Each morning I'm assailed by smoke from fellow commuters lighting up as soon as we leave the train, and in the packed conditions of the railway station and my walk to work the smoke is every bit as in-your-face as it would be if they were smoking on the train. It's invasive, disgusting and bad for you on prolonged exposure, so I'd welcome a ban eagerly.
Tim Reid, UK
Smoking should be banned everywhere in public, even outside. I'm tired of getting stuck walking behind smokers on the sidewalk. Or worse, getting on an elevator with someone who just came in from a smoke. It's nasty!
Chris Macsurak, USA
In California we do not smoke in public places and also New York City has banned it. If they can do it England can do it. If you are in a bar just go outside.
Howard Rosenstein, USA (San Diego)
Smoking is an incredibly invasive habit. Second hand smoke is a known health hazard. In addition, the odour is offensive and irritating to the non-smoker. If a person is smoker, was a smoker or grew up around a smoker, the smell probably isn't that big of a deal. But for people like me, the odour and its effects make life incredibly uncomfortable. And as far as smoking and non-smoking sections at a restaurant goes, it's a joke. It's not like the smoky air stops at the end of the smoking section.
Our Health Minister says "Smoke-free places are the ideal, but the evidence is that public opinion remains divided". Well, public opinion is also divided on the death penalty, but I don't see the government rushing to bring it back!
Edward NC, UK
1) If people wish to commit a slow form of suicide - let them do it on their own, but it can't ever be condoned that their habit should be inflicted upon non smokers. Non smokers do not affect smokers!
2) Smoke travels! Drinking a drink does not.
3) The majority do not smoke!
4) Nicotine is a seriously addictive drug which cannot be compared with alcohol - which is made in the body, even teetotallers make it!

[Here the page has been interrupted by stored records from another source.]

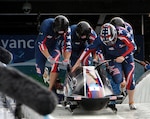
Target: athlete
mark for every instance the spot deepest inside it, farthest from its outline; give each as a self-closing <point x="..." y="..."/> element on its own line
<point x="53" y="40"/>
<point x="82" y="35"/>
<point x="119" y="22"/>
<point x="146" y="64"/>
<point x="116" y="45"/>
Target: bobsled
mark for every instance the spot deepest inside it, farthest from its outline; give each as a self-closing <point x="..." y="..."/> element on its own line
<point x="85" y="88"/>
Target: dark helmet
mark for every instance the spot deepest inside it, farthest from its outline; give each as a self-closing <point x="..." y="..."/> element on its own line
<point x="108" y="34"/>
<point x="117" y="21"/>
<point x="61" y="24"/>
<point x="83" y="29"/>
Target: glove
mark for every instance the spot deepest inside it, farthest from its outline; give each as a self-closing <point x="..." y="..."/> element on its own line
<point x="51" y="60"/>
<point x="119" y="59"/>
<point x="65" y="62"/>
<point x="95" y="62"/>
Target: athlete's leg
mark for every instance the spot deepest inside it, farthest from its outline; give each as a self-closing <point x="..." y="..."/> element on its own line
<point x="129" y="74"/>
<point x="54" y="69"/>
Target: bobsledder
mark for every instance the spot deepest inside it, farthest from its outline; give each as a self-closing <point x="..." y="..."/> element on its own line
<point x="86" y="89"/>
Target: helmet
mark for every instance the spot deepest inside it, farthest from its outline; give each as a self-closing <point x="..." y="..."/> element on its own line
<point x="83" y="29"/>
<point x="61" y="24"/>
<point x="117" y="21"/>
<point x="108" y="34"/>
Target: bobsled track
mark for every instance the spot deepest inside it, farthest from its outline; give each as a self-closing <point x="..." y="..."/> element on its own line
<point x="142" y="100"/>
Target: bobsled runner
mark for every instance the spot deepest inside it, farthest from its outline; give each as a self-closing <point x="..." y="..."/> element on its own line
<point x="86" y="89"/>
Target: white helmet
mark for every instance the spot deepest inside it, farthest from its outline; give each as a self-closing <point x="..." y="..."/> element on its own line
<point x="108" y="34"/>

5) It is wonderful to go out and not stink of smoke later - even a lot of non smokers feel the same!
Try New York where there has been a ban on smoking in bars for almost a year. It's great.
Since moving to California, I have found the public smoking ban to be my favourite thing about living here. Instead of inconveniencing non-smokers, and forcing them into the cramped back sections of pubs and restaurants - where the non-smoking section always seems to be - the law forces smokers themselves to make accommodations for their own habit. Let them stand outside the pub and smoke, if they must smoke. It's not a human right, whatever anybody says. It's an addiction.
I read a lot of comments about smokers "rights"... The only "right" I can see a smoker has over a non-smoker is to choose to die of lung cancer by smoking. They appear though to have rights that non-smokers don't have - for example 10 minute work-breaks every hour...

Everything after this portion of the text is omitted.